Of course it’s difficult not to begin in 70AD at one of the world’s most famous amphitheatres, the Colosseum. Once used for gladiatorial contests and public displays, the building in the heart of Rome would hold up to 80, 000 spectators, to which now it’d expect to welcome around 20million tourists each year.
To this day it is still part of the fabric of Rome and will forever have its name right at the very beginning of theatreland.
Loew’s 175th Street Theatre
Of course the modern day theatre looks very different, and the Loews 175th Street Theatre in Manhattan is a fine example of this. Opened in 1930, the terra-cotta-faced theatre has been described by the New York Times as “Byzantine-Romanesque-Indo-Hindu-Sino-Moorish-Persian-Eclectic-Rococo-Deco”, and it’s also much, much more.
It’s last showing was 2001:A Space Odyssey in 1969 before ironically moving the totally opposite way to science-fiction and becoming home to the United Christian Evangelistic Association, as well as a music venue that has welcomed Bob Dylan, Neil Young, and will welcome Lorde and Foster the People later in the year.
Another building which is no stranger to hosting big names is the London Hippodrome right in the very centre of London’s Theatreland. The Hippodrome stage has seen everyone from Ivor Novello, to Julia Andrews, to Frank Sinatra, to even 10tonne elephants during its early days as a circus.
Since then it’s been Talk of the Town – a nightclub that welcomed the Rat Pack, Tom Jones, and Stevie Wonder to name a few – before becoming today’s Hippodrome Casino.

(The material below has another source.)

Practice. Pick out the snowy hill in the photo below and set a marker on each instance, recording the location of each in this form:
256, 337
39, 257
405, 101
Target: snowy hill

The building itself makes it one of the most unique places to enjoy live tournaments on the green velvet, with its stunning craftwork on the outside, and splendid interior that gives a nod to the greatness that has passed before but looking very much towards the future.
Unbelievably named only the second most beautiful book store in the world, El Ateneo is a truly stunning building, and has been maintained remarkably as a bookshop in Argentina’s capital, Buenos Aires.
Perhaps our favourite reimagined theatre, the building, which was built in 1919 still retains all its original features, allowing the theatre boxes to be perfect for a quiet read, and the stage the ideal location to look across the store and enjoy a cup of tea.
The Michigan Theatre
But from the truly stunning book store over to Detroit, the Michigan Theatre holds a different kind of beauty, and a rather haunting one.
Whilst the intricately painted ceilings remain, the stalls are no more, instead replaced by cars – yes cars. The theatre was originally one of the largest in Michigan, seating over 4, 000 people as they laughed along to The Marx Brothers but has since been gutted and now only sees office workers park their cars there.
Which is rather fitting as Henry Ford built his first automobile in that very location.